Kids' Species Information
California Freshwater Shrimp
Photo: Larry Serpa
Endangered. This means the species is in danger of dying out. We are currently doing a study about this species. We want to see whether it is still endangered. Kids have been working very hard to help it recover.
Since 1992, kids in Marin and Sonoma counties have been helping restore habitat for the species. They have led the fight to save it. They have worked on restoring streams, educating adults, raising money and even lobbying Congress. Can kids your age help save endangered species? Yes they can!
Read about how 4th graders at the Brookside School programs by kids in Marin and Sonoma counties.
Look at the picture above. If the shrimp was curled up, it would look like the prawns at your supermarket. The CA freshwater shrimp grows to about 5 centimeters (2½ inches), about the size of your little finger. There are lots of good photos on this Blucher Creek Watershed Council page.
Don Edwards S.F. Bay National Wildlife Refuge has a great article about the shrimp by Larry Serpa.
Serpa writes "Most of the shrimp are translucent, almost ghost-like, with colored flecks scattered across their bodies. This semi-transparent nature provides ideal camouflage from most native predators, such as salmonid fish.... Non-native fish such as bluegill and bass are not fooled by all this camouflage, since they carefully search vegetation for prey."

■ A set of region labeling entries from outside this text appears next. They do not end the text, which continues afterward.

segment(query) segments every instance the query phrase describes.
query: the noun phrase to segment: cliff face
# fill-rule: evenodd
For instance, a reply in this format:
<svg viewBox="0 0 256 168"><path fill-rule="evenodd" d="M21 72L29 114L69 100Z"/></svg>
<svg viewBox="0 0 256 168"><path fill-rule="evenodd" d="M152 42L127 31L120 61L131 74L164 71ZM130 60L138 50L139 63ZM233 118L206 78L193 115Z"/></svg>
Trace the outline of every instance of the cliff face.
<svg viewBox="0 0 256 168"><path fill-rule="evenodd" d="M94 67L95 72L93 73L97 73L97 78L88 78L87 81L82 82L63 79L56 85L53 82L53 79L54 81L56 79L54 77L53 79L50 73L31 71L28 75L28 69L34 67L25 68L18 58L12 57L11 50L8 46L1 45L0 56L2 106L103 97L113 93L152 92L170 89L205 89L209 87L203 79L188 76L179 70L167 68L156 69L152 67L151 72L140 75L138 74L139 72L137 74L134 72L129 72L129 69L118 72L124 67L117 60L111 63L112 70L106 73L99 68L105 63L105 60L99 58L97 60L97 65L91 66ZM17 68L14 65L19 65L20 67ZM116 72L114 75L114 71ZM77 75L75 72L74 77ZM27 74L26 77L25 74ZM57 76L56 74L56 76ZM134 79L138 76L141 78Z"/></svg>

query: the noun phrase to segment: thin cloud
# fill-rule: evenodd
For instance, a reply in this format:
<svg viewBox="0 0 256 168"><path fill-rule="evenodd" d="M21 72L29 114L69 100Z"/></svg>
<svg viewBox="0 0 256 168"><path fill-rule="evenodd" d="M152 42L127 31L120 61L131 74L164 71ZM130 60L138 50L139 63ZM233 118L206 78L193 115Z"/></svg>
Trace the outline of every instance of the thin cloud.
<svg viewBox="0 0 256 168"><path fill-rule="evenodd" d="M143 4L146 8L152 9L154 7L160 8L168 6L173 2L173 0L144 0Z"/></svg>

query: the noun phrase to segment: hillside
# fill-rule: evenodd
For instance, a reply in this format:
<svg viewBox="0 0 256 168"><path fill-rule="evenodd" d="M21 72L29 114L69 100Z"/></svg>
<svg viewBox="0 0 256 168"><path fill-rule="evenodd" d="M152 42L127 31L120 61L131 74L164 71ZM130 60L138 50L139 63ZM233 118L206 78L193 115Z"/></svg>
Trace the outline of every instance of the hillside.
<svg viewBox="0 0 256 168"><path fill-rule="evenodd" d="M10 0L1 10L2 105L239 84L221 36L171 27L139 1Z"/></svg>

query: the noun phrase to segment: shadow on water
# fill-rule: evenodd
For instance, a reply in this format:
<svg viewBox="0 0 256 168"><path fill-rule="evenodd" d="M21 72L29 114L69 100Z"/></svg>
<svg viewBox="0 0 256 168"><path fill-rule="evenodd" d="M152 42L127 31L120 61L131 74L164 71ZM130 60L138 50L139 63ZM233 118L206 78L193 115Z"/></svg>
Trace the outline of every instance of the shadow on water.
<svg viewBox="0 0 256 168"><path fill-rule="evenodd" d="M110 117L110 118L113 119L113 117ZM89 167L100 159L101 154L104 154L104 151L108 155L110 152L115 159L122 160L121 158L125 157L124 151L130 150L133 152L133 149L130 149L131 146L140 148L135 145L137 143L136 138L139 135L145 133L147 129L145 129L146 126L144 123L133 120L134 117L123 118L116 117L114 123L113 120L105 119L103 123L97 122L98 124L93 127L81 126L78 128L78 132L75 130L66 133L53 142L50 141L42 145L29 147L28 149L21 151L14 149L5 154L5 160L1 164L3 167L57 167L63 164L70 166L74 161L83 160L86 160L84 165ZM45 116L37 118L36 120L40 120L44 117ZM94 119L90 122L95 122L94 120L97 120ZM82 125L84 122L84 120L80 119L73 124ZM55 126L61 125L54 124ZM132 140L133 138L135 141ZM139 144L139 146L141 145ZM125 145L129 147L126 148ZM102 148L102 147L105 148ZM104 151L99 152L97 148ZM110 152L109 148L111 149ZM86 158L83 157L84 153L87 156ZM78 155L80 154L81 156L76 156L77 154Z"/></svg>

The shrimp are detritus feeders. They eat small decaying particles brought downstream to their pools. They brush up the food with tufts at the ends of their claws and lift it to their mouths. They are one of nature's garbage collectors. Think about how messy it would be if no one collected gargage from your neighborhood! That's why these shrimp are so important.
HABITAT & RANGE
Streams in Sonoma, Marin and Napa counties. Serpa writes "The shrimp are found within stream pools, in areas away from the main current, where there are often undercut banks, exposed root systems, and vegetation hanging into the water. They need all of these habitat components for survival. The best habitats have a mixture of willow and alder trees."
Adults become sexually maturity by the end of their second summer. After that, they breed once a year in the fall. Females produce about 50 to 120 eggs. These remain attached to their mother throughout the winter.
Introduced fish. Loss of habitat and pollution from water diversion, impoundments, livestock, dairy and other farming. Housing developments. Flood control. Gravel mining. Timber harvesting. Stream barriers.
WHAT YOU CAN DO
Kids have played a major role in saving this species.
Just about any place you live, you can help restore streams and ponds. Search the Internet for words like volunteer, stream, river, watershed, restoration, clean-up, and the name of your town or area.
Many of the ideas in What You Can Do to Help Wildlife and Plants (201 KB PDF) can help protect and recover streams. For example, be careful what you pour down sinks. Remember that it will end up in your community's water.
Pond Life: A Guide to Common Plants and Animals of North American Ponds and Lakes by George K. Reid. Golden Books. The book is specifically about ponds but it is a great introduction to life in freshwater in general.
Life on the edge: a guide to California's endangered natural resources edited by Carl Thelander. 1994 BioSystem Books. Pp. 408-409. This is a good article on the CA freshwater shrimp.
Words to Learn
Biologists call the CA freshwater shrimp Syncaris pacifica. Scientific names are in Latin or Greek.
Crustacean: Shrimps are crustaceans. This group includes crabs, lobsters, crayfish and vernal pool fairy shrimp.
Detritus is material from decomposing plants and animals.
Salmonid fish include salmon and trout.